3.000 Schließfächer, eine Wand, keine Spur: Das Rätsel um den Mega-Coup von Gelsenkirchen

Es klingt wie das Drehbuch zu einem Hollywood-Blockbuster, doch für tausende Kunden der Sparkasse Gelsenkirchen ist es bittere Realität. Während die Stadt zwischen Weihnachten und Neujahr 2025 zur Ruhe kam, arbeiteten Profis in der Filiale am Standpunkt Buer mit chirurgischer Präzision an einem der größten Raubzüge der deutschen Kriminalgeschichte.

Der Weg durch den Beton

Die Täter gingen mit einer Dreistigkeit vor, die Ermittler fassungslos macht. Über eine angrenzende Tiefgarage verschafften sie sich Zugang zu einem Archivraum. Von dort aus bohrten sie ein massives Loch durch die meterdicke Stahlbetonwand direkt in das Allerheiligste der Bank: den Tresorraum.

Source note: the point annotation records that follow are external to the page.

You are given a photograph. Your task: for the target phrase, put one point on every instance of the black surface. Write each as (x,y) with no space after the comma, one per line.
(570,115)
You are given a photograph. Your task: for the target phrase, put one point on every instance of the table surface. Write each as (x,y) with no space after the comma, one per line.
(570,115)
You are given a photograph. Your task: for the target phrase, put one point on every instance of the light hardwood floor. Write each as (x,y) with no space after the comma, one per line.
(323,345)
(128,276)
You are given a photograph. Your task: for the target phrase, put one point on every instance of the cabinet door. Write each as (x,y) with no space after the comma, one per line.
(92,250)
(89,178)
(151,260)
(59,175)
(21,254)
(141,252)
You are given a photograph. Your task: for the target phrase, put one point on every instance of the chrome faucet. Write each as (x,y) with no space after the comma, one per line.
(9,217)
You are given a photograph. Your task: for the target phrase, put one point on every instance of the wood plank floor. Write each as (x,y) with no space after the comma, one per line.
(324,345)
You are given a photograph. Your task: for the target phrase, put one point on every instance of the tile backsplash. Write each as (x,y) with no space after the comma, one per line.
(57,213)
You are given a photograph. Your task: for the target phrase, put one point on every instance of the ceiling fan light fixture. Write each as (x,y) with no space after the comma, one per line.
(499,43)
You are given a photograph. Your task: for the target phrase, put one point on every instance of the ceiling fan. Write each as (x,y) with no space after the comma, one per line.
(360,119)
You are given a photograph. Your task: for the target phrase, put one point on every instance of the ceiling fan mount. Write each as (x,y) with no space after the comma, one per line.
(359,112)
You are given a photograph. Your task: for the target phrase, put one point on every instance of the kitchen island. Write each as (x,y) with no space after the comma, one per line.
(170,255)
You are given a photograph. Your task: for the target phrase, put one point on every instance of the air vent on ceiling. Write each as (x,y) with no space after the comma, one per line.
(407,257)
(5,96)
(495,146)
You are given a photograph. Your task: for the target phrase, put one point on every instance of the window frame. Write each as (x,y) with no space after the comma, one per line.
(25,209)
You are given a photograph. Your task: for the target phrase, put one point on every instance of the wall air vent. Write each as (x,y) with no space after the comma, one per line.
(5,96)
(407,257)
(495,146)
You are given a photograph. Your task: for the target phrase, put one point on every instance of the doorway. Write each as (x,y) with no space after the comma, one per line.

Einmal im Inneren, ließen sie sich Zeit. Nahezu ungestört knackten sie rund 3.000 der insgesamt 3.250 Schließfächer – eine Quote von fast 95 Prozent. Als die Mitarbeiter am Morgen des 29. Dezembers die Filiale betraten, fanden sie kein Chaos vor, sondern ein Bild der systematischen Plünderung.

Die Beute: Ein Schaden in dreistelliger Millionenhöhe

Was genau in den Fächern lag, wird vielleicht nie vollständig geklärt werden. Goldmünzen, Diamantschmuck, Bargeldreserven und unverzichtbare Familienerbstücke sind spurlos verschwunden. Erste Schätzungen gehen von einer Beute aus, die die 100-Millionen-Euro-Marke weit überschreiten könnte.

Das Rätsel um die Täter

Die Ermittlungskommission „Bohrer“ steht vor einer gewaltigen Aufgabe. Die Täter agierten hochprofessionell:

Kein Alarm: Das Sicherheitssystem wurde offenbar gezielt umgangen oder blieb stumm.

Keine Spuren: Die Flucht mit der tonnenschweren Beute erfolgte vermutlich mit einem schwarzen Audi RS 6 und einem weißen Transporter.

Insider-Verdacht: Die Präzision, mit der genau die richtige Wandstelle für den Durchbruch gewählt wurde, nährt den Verdacht, dass die Täter über detaillierte Baupläne oder Insider-Informationen verfügten.

Sicherheit, die keine war

Für die Betroffenen beginnt nun der Kampf mit den Versicherungen. Während die Sparkasse eine Grundabsicherung bietet, deckt diese oft nur einen Bruchteil des tatsächlichen Wertes ab. Der Fall wirft eine beunruhigende Frage auf: Wie sicher ist ein Banktresor heute noch, wenn eine einfache Wand zum schwächsten Glied der Kette wird?

Gelsenkirchen wartet gespannt auf Antworten, doch bisher bleibt nur das gähnende Loch in der Wand und die Gewissheit, dass hier Profis am Werk waren, die der Polizei aktuell mindestens einen Schritt voraus sind.